No swagger.
President Obama will host nearly two dozen CEOs at a Washington conference Wednesday intended to repair his relations with business and to tout his new tax cut deal.
This morning's meeting at Blair House is the latest in a series of lunches and dinners the Obama Administration has hosted for top executives, but the events have never produced the close political alliance with business that White House aides once imagined.
Instead, CEOS have long complained that Obama and his aides have been too stridently anti-business in their remarks, if not their policy making, and today's meetings are an effort to reverse that.
Yes, I'm a broken record with this.
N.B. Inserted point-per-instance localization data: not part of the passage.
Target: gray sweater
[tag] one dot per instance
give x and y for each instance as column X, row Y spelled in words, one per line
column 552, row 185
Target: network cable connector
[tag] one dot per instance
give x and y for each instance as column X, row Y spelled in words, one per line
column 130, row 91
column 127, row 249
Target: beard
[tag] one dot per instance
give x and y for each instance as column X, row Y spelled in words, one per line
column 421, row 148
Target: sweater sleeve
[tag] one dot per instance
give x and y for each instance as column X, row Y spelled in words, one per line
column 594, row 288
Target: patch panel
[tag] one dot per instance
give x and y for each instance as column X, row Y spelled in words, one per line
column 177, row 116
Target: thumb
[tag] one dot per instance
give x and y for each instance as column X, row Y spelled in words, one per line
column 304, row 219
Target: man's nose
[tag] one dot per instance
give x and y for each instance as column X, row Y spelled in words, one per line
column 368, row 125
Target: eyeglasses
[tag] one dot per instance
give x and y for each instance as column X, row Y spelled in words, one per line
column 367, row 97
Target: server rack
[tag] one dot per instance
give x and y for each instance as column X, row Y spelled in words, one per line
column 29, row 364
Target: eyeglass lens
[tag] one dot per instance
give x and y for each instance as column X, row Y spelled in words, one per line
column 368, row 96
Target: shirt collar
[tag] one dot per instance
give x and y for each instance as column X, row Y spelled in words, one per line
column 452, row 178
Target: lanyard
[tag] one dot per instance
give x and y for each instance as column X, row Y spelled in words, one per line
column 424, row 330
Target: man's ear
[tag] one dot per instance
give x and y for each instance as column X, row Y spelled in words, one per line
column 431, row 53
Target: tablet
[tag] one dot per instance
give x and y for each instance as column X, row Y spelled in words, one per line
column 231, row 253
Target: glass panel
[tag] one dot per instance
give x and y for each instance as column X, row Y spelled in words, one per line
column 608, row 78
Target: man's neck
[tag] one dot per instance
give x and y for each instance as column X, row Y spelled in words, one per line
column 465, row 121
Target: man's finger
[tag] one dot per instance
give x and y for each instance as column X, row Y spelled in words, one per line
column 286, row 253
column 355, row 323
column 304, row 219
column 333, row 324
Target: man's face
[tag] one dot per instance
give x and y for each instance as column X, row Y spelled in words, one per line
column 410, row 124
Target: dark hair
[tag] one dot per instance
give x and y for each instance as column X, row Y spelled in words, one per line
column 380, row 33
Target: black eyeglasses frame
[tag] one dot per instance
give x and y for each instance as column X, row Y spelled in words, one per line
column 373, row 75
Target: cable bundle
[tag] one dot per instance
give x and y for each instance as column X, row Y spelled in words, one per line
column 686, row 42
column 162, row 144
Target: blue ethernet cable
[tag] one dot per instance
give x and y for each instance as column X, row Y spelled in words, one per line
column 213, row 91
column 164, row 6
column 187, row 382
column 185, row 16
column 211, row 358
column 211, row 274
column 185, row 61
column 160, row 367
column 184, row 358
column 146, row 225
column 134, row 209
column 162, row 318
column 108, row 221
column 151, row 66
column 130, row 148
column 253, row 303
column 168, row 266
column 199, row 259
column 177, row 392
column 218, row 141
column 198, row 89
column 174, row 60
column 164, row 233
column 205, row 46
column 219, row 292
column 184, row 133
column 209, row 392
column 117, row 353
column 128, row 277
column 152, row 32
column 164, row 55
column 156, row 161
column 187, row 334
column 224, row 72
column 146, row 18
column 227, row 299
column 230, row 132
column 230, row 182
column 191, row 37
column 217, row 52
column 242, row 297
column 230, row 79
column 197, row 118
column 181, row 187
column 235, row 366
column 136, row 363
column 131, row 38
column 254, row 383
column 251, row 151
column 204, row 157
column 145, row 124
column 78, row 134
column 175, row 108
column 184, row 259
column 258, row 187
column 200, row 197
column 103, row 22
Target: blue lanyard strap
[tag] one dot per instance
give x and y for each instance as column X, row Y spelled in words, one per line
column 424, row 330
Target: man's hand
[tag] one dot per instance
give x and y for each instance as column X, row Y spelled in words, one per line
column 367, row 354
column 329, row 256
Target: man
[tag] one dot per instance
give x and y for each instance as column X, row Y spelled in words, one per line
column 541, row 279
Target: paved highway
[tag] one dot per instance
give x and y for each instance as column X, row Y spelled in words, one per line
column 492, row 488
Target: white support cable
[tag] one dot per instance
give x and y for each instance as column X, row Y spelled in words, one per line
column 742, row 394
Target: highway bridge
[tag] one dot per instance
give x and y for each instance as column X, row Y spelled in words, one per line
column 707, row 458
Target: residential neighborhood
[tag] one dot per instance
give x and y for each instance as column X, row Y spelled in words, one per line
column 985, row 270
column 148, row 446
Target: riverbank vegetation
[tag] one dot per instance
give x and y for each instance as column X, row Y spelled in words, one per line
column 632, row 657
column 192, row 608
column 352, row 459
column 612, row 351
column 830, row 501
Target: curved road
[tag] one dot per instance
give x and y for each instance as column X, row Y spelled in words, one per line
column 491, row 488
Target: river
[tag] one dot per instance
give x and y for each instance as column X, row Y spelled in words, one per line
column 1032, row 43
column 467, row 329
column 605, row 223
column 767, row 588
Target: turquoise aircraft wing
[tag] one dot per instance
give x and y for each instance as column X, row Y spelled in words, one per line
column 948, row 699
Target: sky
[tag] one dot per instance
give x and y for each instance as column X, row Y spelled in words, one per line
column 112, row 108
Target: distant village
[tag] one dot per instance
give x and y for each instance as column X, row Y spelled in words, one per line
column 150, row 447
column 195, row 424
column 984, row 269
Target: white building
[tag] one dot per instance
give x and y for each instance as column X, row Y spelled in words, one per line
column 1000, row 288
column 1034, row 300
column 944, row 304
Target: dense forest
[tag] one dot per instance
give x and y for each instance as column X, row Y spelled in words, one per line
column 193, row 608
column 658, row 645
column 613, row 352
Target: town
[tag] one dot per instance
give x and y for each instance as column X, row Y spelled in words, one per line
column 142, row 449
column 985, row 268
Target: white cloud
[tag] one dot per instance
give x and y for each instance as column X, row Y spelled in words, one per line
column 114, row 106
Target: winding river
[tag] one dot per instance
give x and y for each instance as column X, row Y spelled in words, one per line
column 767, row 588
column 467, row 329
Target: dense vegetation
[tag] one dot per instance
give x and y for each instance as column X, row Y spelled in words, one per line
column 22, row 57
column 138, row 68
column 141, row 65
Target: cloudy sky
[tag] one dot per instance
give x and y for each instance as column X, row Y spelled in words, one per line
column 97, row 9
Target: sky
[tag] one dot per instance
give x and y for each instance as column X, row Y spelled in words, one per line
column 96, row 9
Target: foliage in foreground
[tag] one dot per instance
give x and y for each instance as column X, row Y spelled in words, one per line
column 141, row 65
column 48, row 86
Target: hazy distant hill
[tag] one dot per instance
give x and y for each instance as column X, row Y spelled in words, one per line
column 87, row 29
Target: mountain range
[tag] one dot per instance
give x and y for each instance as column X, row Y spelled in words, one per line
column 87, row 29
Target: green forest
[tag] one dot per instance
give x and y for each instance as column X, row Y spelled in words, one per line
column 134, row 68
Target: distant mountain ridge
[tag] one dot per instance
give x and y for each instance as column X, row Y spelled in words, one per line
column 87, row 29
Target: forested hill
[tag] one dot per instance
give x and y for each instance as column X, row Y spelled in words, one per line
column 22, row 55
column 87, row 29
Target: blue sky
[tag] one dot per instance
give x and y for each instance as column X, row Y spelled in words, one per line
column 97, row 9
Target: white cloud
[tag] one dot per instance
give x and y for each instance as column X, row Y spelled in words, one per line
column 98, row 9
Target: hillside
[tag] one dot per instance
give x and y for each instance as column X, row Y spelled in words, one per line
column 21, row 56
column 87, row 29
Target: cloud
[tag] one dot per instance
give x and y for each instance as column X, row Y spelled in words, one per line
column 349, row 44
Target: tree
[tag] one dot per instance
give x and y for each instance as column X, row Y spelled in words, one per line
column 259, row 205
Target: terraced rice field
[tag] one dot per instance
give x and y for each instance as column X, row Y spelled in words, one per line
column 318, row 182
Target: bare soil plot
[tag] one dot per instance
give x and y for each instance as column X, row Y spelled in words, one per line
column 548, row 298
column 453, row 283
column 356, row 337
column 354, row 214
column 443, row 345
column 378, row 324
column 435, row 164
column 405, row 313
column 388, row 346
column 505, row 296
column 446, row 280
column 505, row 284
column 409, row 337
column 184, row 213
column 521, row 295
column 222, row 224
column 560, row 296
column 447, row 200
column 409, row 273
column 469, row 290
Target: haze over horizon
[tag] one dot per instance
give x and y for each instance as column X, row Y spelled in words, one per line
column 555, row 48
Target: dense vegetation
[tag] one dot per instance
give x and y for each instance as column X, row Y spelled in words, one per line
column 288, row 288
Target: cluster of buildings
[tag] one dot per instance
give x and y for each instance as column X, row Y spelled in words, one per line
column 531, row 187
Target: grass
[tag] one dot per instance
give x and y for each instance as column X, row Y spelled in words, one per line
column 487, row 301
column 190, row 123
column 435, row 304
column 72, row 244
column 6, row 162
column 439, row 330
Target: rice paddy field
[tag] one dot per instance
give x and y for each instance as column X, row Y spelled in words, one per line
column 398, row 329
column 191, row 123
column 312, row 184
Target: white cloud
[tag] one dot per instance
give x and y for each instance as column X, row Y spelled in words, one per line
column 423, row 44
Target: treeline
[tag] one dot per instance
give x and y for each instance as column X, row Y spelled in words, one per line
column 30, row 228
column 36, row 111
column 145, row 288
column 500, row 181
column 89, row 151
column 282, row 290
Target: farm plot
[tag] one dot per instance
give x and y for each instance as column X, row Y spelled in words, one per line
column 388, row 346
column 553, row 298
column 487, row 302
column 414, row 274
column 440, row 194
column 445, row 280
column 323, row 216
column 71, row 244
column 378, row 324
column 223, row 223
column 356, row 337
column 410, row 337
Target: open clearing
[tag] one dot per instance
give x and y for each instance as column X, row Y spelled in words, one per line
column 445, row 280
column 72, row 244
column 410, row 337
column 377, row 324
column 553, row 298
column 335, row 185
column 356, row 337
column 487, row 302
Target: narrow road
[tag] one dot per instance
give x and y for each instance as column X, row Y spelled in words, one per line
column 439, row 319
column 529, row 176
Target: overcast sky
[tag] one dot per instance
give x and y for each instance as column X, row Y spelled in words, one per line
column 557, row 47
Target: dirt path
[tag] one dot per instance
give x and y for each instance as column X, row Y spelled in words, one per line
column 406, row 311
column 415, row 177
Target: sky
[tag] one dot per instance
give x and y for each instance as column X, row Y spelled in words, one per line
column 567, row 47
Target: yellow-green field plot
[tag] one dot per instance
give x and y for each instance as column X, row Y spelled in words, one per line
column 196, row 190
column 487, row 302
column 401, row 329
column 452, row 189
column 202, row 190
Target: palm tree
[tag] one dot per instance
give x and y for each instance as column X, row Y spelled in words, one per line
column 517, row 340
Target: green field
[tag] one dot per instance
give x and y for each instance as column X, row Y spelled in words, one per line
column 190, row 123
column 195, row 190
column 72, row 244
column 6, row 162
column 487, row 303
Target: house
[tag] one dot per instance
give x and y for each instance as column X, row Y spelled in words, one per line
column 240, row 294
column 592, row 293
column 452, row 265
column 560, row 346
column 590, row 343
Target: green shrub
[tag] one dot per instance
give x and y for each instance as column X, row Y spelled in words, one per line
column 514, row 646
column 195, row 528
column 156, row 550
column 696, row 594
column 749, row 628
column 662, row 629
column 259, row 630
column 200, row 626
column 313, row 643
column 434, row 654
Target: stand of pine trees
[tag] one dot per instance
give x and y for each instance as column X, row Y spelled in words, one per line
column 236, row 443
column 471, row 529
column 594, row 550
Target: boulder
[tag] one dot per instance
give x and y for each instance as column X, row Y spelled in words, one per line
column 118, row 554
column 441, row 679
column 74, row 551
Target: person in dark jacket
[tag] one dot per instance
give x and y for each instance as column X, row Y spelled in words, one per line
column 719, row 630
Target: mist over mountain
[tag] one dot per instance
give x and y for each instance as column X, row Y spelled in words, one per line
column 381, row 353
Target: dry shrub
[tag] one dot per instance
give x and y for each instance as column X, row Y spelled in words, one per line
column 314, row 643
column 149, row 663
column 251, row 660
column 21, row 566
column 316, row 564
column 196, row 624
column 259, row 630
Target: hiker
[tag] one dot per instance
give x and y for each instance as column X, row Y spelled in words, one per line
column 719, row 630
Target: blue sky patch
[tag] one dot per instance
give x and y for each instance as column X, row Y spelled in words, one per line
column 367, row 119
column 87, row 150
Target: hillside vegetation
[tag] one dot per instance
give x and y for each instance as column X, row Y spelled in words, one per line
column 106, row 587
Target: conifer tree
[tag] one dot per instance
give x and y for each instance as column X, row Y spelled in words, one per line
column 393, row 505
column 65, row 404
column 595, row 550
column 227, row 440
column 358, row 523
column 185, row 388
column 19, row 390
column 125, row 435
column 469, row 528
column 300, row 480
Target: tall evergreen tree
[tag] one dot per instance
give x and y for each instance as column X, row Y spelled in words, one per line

But a reminder at how "damaged" business has been by the Obama White House:
Investors around the world say President Barack Obama is bad for the bottom line, even though U.S. corporations are on track for the biggest earnings growth in 22 years and the stock market is headed for its best back-to- back annual gains since 2004.
And this:
American businesses earned profits at an annual rate of $1.66 trillion in the third quarter, according to a Commerce Department report released Tuesday. That is the highest figure recorded since the government began keeping track over 60 years ago, at least in nominal or non-inflation-adjusted terms.
Corporate profits have been going gangbusters for a while. Since their cyclical low in the fourth quarter of 2008, profits have grown for seven consecutive quarters, at some of the fastest rates in history.
Those Captains of Industry should be kissing Obama's feet in gratitude, rather than gearing up to spend hundreds of millions to oust him and other Democrats in 2012.
Rather than beg them to thank him for giving them yet another unnecessary tax cut, and beg them for forgiveness for his, um, something or other -- he should be holding summits with unemployed people and listening to their stories.
But this White House is desperate for Big Business to accept them, despite incessant bailouts and tax giveaways. It won't work. The corporatists sense real weakness and they'll be going for the kill in 2012. And Obama will have spent so much effort to curry Corporatist favor that we'll see more of this, from the 2010 exit polls:
There's no reason the anti-Wall Street crowd should be voting GOP. But Obama is determined to give disenchanted populists zero reason to reassess their votes.